Her sergi benim için bir bellek çalışması, bir tür alternatif tarih yazım alanı. Kendisini başlangıç noktası olarak belirleyen tarih yazımlarının dışlayıcı olabileceğini biliyorum. Kapsayıcı bir bakışla çalışmam gerektiğini düşünüyorum. Geçmişle yüzleşmek, yalnızca onunla ilgili hesap vermek veya sorumluluk almak demek değil, geçmişteki şiddeti mümkün kılan koşulları da irdelemek anlamına geliyor. Yüzleşmesi gerçekleşmemiş konulardan biri mübadele. Serginin konusu buradan doğdu. En önemlisi işleri geçmişle yüzleşme enerjisini soğurmayacak şekilde üretmeye çalıştım. Şiddet yoğunluklu bir geçmişin izlerini taşımak zor, işlemesi de oldukça güç, bunla ilgili çalışmaların ve etkilerinin tartışmaya neden olan boyutlarını da anlayabiliyorum. Ama konuşmaya devam etmemiz gerekiyor. Her birimiz olayları kendi kültür kodlarımıza göre algılıyoruz.

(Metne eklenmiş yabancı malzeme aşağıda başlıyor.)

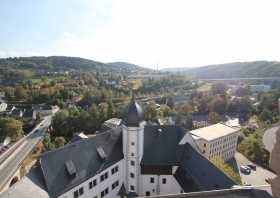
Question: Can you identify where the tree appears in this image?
[212,82,227,95]
[15,86,27,100]
[211,97,227,114]
[178,104,193,116]
[209,112,221,124]
[238,130,269,166]
[43,133,55,151]
[52,110,71,137]
[0,118,23,141]
[160,104,173,117]
[88,104,100,130]
[99,102,109,123]
[54,136,66,148]
[235,86,251,97]
[144,101,158,121]
[212,158,242,185]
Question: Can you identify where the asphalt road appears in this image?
[235,152,276,186]
[0,116,52,190]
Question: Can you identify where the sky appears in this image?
[0,0,280,69]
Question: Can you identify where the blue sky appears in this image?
[0,0,280,68]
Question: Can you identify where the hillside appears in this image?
[107,62,152,71]
[0,56,151,73]
[184,61,280,78]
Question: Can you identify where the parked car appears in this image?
[265,178,271,184]
[247,164,257,171]
[240,165,251,174]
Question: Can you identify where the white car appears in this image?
[240,165,251,174]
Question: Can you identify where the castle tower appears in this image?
[122,95,145,194]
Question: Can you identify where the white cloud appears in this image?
[52,0,280,67]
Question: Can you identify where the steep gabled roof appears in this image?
[141,125,185,165]
[123,95,144,127]
[175,143,236,192]
[40,128,123,197]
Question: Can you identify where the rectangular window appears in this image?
[88,179,97,189]
[130,173,134,178]
[79,188,84,196]
[101,191,105,197]
[111,166,119,175]
[74,187,84,198]
[105,188,109,195]
[74,190,79,198]
[101,188,109,197]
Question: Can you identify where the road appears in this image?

Ben kendi değerlerim ve inançlarımla hareket ediyorum. Ürettiğim işlerle onların yerine konuşmada pozitif bir alan açmak olanaklıysa buna katkım olsun istiyorum.
Sergiye, Güneştekin Vakfı’nın yayınladığı kapsamlı bir kitap da eşlik ediyor. Kitap nasıl hazırlandı? Ne kadar dağıtıldı?
“Gâvur Mahallesi”, Güneştekin Vakfı Yayınları’nın ilk kitap çalışmasıydı. Türkçe ve İngilizce olarak hazırlanan 300 sayfalık geniş kapsamlı yayın 2000 adet basıldı. Kitabın tasarımını aynı zamanda serginin küratörlüğünü üstlenen Şener Özmen yaptı. Kitapta insan mübadelesinin yüzyılın geri kalanında dünyanın her yerindeki uygulamalara nasıl örnek olduğunu ve geçmişin bugüne etkisinin farklı şekillerde de olsa devam ettiğini tartışan küratöryel yazılar ve makaleler yer alıyor.
İzmir için tam bir sanat bayramı süreci oldu. Tarih olarak uzun soluklu olması da önemli bir avantaj yarattı. Bu tarz organizasyonlar sonrasında edindiğiniz tecrübeler neler oldu?
Sergilerde izleyicilerle doğrudan kurduğum ilişki deneyimlerimi şekillendirir. Eserlerin izleyici üzerinde olduğu kadar onların izleme pratikleriyle ilgili duygulanımlarının da benim üzerimde bir etkisi oluyor. Pek çok şey izleyiciyle bu karmaşık ilişkiyi kurabilmeme bağlı. Özellikle bunun gibi travma izleri taşıyan ve empati gerektiren sergilerden sonra bunu daha çok anlıyorum. Burada duyguların yalnızca bir sergi tasarımına değil, aynı zamanda sergileme mekanına nasıl yerleştirilebileceği üzerine de çok düşündüm. Bazı boşluklar yaratmaya çalıştım. Bir eserden diğerine geçerken yaşayacakları duygusal değişime zaman vermek istedim. Akılcı bir alan kürasyonu yoluyla hafıza ve yansıma nasıl teşvik edilir, karşılaşmalar nasıl gerçekleşebilir, bunu anlamak istiyordum. Kullandığım nesneler insan merkezci bir bakış açısına sabitlenmeyen bir bakışla kendimize, acılarımıza ve hayallerimize ayna tutuyor. Hem insanı hem de insan olmayanı yani nesneleri deneyimlerin ortak üreticileri olarak kabul eden bir sergi çalışmak istedim. Sergi ziyaretçilerin duygusal karşılaşmalar yaşaması ve bunun farkına varması için ziyaret hızını yeterince yavaşlatan bir kürasyona sahip; bu karşılaşmaların diğer ucunda neyin ya da kimin yattığını düşünmek ve sorular sormak; başkalığı karşılamak için empati yapmak gerekli. Bu karşılaşmaların sergi bağlamında nasıl sonuçlanabileceğini çok düşündüm. İzleyicideki bu etkiyi gözleyebilmemin yolu onlara doğrudan bakabilmekti.